Um sinnvollen Einsatz von Helfern kümmert sich auch Igor Tscherski, in dessen Blog Leute erfahren, wo Unterstützung gebraucht wird. Tscherski ist leitender Redakteur bei einem Moskauer Radiosender. Er sei aktiv geworden, weil 90 Prozent der Bevölkerung wegen der offiziellen Informationen keine Vorstellung über das wahre Ausmaß der Bedrohung hätten, meint er. Besonders überraschte ihn, dass nicht nur die Opfer Hilfe benötigten: „Wir mussten die Feuerwehr nicht nur verpflegen, sondern auch noch mit Äxten, Spaten und Schläuchen ausrüsten. Das sei so, „wie wenn die Polizei bei einem Raubüberfall den Bestohlenen bittet, ihm eine Kalaschnikow zu leihen“.
Über Tscherskis Blog gelangt der Nutzer auch auf das Portal russian-fires.ru. Ende Juli entstand die Idee, nach dem Vorbild des „Ushahidi“ ein Portal einzurichten, über das SMS, Blogs, Informationen aus Medien und sozialen Netzen gesammelt und visualisiert werden können. In Kenia und beim Erdbeben in Haiti hatte sich die Methode bewährt. Innerhalb von zwei Tagen nahm die russische Version die Arbeit auf. Russlands Bloggerszene reagierte mit operativem Geschick. Die heißgelaufene Staatsmaschine schien dem wenig entgegenzusetzen zu haben.
Alexander Posilnich, einer der Sicherheitschefs im Oka-Nationalpark, sitzt derweil in seinem Hauptquartier, einer windschiefen Hütte. Vor der Tür tuckert ein Dieselgenerator. Vier Kilometer waldeinwärts brennt es seit Wochen. Löschgerät besitzt er keins. „Wir warten auf den Winter“, sagt er resigniert. 1988 habe der Park vom Staat letztmals neues Gerät erhalten. 30 Jahre arbeitet Posilnich schon als Waldhüter an der Oka. Zum Fuhrpark gehört ein sowjetischer Traktor und ein Anhänger, der eine halbe Tonne Wasser fasst. Er hat noch eine elektrische Pumpe, doch sie ist zu schwach, um Wasser in den Tank zu fördern. Anfangs war Inspektor Posilnich noch misstrauisch gegen die Hilfe der angereisten neunmalklugen Städter. Von der neuen Pumpe, die sie mitbrachten, war er jedoch gleich begeistert. Später stimmte ihn auch die Einsatzbereitschaft der Freiwilligen um. Vier Kilometer mussten sie zu Fuß zum Einsatzort laufen. Zwei Schichten à fünf Stunden schoben sie jeden Tag. Das Ergebnis konnte sich sehen lassen. Es gelang, den Brand auf anderthalb Kilometern einzudämmen. „Molodzy!“, sagt er erfreut – Pfundskerle seid ihr! Am liebsten würde er sie noch ein paar Tage da behalten.

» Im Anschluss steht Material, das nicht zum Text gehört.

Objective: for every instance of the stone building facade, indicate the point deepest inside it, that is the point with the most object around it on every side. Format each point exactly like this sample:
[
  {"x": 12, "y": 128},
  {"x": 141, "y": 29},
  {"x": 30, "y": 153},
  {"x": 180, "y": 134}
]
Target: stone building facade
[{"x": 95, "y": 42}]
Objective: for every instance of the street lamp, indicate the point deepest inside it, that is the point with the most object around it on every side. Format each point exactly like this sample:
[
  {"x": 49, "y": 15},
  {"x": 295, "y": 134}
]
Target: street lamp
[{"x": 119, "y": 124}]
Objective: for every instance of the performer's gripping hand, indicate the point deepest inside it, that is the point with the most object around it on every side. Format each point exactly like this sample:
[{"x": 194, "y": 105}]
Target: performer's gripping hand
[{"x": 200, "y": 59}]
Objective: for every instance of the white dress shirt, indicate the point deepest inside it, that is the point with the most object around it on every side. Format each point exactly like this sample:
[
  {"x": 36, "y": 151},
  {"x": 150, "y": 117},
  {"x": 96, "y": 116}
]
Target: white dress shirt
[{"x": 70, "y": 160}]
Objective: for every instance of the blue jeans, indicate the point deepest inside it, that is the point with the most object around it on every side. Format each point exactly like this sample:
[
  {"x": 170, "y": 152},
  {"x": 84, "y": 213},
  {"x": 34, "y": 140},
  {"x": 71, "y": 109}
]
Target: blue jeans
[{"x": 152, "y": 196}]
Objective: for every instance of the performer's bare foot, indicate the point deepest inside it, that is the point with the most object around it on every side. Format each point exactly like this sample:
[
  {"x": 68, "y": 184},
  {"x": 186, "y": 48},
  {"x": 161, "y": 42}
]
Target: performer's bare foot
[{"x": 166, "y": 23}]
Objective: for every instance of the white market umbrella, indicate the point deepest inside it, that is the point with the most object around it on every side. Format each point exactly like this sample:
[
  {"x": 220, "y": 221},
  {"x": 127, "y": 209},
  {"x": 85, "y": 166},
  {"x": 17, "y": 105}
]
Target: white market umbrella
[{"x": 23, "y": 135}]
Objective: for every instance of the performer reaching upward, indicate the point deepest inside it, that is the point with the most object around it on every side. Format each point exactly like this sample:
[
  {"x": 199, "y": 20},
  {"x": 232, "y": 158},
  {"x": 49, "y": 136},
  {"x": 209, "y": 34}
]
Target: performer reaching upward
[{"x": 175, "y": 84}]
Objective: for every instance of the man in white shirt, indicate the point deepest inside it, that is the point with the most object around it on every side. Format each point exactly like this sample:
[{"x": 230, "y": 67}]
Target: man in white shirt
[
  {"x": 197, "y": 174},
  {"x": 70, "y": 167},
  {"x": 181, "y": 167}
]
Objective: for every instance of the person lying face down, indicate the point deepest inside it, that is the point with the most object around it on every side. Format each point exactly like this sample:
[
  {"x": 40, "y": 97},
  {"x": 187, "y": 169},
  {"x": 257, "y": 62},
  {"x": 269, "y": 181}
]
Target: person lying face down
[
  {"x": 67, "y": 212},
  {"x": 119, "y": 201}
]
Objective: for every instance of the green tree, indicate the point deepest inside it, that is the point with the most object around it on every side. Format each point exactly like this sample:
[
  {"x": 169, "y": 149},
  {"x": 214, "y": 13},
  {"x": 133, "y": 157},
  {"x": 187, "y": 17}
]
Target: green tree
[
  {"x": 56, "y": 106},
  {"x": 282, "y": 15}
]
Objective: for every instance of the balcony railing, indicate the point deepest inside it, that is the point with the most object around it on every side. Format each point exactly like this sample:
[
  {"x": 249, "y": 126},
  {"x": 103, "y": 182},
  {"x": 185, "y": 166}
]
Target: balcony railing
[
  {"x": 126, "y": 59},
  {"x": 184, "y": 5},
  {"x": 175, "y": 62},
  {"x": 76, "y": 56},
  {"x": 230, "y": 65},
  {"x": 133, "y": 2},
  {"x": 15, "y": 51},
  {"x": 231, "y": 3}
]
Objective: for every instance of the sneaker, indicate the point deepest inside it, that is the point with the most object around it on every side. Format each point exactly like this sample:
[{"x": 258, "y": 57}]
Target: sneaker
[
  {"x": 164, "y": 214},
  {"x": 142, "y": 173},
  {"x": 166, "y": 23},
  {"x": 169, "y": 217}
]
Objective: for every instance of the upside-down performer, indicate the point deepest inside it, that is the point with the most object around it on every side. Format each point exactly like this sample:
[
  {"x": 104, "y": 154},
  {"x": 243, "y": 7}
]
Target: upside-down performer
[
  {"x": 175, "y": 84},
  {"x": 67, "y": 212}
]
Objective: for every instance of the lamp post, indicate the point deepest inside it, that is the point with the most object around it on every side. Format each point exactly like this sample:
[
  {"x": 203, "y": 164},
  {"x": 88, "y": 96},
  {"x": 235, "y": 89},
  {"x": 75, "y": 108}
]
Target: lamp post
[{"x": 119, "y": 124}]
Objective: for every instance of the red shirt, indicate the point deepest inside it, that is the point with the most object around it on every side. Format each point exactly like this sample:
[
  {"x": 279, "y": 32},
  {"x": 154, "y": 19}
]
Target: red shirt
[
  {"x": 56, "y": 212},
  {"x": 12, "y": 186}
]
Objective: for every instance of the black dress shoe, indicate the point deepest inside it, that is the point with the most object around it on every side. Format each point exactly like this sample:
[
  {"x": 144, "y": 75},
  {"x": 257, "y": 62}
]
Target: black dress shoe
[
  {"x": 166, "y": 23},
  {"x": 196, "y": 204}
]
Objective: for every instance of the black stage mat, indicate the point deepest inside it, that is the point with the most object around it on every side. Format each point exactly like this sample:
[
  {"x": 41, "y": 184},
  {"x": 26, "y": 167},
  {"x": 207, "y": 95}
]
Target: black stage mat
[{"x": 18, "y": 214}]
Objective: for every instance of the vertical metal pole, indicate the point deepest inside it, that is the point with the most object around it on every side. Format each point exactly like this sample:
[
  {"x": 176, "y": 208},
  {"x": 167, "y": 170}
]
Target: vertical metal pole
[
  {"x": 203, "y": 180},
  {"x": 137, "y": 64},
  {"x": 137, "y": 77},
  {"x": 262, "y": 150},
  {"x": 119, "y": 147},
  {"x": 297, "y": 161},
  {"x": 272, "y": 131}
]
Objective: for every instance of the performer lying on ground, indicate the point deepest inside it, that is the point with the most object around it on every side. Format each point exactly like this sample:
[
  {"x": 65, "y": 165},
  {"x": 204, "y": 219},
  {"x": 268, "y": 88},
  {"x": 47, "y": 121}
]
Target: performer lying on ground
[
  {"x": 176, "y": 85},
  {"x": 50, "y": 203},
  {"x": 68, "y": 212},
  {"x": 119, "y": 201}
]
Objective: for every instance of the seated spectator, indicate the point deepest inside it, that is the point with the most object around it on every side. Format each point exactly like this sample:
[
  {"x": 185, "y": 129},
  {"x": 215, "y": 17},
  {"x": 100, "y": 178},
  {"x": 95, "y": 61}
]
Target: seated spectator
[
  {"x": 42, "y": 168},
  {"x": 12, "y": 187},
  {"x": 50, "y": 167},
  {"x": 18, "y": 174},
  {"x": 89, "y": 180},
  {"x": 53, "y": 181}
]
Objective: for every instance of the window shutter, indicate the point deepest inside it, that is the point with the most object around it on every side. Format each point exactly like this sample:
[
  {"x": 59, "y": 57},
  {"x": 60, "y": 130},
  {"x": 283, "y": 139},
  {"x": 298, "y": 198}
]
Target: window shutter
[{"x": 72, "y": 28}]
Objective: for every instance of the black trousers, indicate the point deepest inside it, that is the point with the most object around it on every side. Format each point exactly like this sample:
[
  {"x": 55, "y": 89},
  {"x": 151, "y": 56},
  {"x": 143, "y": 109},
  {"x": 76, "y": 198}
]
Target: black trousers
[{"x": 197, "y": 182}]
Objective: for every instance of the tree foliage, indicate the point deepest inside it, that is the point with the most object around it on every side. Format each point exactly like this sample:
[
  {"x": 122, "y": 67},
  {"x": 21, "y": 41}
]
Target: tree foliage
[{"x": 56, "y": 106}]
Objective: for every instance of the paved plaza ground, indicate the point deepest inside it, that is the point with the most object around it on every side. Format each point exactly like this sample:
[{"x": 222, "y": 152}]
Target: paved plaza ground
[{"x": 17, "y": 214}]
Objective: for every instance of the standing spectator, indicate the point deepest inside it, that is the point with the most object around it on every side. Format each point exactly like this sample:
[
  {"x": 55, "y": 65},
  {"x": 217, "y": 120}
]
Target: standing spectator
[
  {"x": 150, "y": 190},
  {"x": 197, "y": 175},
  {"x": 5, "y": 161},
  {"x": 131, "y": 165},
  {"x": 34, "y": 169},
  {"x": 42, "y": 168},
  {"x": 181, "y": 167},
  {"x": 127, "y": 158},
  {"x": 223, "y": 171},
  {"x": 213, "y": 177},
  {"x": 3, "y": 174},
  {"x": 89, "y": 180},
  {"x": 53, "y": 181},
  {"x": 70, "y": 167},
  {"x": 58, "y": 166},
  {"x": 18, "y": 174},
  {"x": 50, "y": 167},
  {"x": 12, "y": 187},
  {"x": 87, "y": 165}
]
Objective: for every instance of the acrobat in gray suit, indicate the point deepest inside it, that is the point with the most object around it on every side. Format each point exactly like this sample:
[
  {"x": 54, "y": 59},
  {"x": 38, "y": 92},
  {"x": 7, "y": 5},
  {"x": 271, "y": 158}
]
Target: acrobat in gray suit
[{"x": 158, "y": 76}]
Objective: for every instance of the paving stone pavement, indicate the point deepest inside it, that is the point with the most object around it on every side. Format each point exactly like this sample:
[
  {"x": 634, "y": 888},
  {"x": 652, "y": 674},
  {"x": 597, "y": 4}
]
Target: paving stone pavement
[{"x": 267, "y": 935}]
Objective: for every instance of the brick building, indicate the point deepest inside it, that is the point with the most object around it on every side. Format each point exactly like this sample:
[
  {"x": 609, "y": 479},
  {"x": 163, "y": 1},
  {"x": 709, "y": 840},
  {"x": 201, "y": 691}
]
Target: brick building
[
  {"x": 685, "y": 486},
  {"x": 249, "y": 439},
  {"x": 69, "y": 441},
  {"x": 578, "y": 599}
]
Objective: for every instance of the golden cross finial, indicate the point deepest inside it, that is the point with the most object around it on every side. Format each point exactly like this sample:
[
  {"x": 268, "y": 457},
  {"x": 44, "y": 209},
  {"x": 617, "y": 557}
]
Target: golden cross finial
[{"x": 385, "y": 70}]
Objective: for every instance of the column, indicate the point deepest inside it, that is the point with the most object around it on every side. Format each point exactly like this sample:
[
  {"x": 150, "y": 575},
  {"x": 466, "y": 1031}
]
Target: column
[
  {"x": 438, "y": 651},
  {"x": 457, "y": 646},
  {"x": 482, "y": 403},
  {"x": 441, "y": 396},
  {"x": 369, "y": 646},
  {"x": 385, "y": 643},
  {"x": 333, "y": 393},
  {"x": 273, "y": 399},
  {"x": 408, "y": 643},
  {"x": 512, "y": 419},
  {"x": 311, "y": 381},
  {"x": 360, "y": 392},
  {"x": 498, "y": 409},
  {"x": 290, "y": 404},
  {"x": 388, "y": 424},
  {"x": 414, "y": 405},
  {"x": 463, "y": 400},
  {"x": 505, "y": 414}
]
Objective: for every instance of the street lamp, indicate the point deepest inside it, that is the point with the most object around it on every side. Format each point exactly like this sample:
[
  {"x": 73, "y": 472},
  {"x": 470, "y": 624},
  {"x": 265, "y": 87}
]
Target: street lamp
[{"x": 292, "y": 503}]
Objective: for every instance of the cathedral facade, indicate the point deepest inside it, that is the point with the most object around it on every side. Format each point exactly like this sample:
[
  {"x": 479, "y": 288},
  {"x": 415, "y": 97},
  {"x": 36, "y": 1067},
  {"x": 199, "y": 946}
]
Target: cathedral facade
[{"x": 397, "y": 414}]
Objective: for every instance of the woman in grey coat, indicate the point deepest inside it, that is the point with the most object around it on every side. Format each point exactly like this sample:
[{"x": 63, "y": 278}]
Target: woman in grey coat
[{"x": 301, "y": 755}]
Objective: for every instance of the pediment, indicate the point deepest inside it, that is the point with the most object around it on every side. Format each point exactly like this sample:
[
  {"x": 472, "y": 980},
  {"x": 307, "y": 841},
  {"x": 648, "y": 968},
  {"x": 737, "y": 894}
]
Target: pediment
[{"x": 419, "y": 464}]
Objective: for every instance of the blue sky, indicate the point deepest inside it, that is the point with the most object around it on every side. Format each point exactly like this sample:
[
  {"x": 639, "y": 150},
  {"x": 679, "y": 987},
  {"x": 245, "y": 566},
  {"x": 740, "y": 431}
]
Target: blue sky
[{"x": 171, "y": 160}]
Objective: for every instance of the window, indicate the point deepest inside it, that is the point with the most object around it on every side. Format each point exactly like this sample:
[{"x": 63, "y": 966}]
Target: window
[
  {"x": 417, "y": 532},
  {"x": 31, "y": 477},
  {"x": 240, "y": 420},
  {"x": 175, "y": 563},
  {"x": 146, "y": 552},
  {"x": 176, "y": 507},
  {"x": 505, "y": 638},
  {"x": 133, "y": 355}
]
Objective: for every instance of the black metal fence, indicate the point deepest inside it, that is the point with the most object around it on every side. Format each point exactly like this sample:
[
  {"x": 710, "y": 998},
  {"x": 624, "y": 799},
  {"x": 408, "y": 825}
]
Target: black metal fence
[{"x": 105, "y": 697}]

Den Erfolg der Freiwilligen leugnet auch das Zivilschutzministerium nicht mehr. Noch Ende letzter Woche wollte es sie am liebsten nach Hause schicken, da man sie nicht mehr bräuchte. Nach einem Tag zog das Ministerium die Anweisung zurück. Der Staat reagiert nervös. Das „Vereinigte Russland“, Putins Staatspartei, sah sich nicht in der Lage, vergleichbare Hilfe zu organisieren. Stattdessen versucht sie jetzt, die Helferszene zu vereinnahmen. Jelisaweta Glinka geriet bereits in die Schusslinie. Als sie sich weigerte, über ihre Arbeit auf der Partei-Website zu berichten, bezichtigten sie aufgebrachte Kader, ein U-Boot der Opposition zu sein. Und wenn schon, den Bedürftigen ist es wohl egal.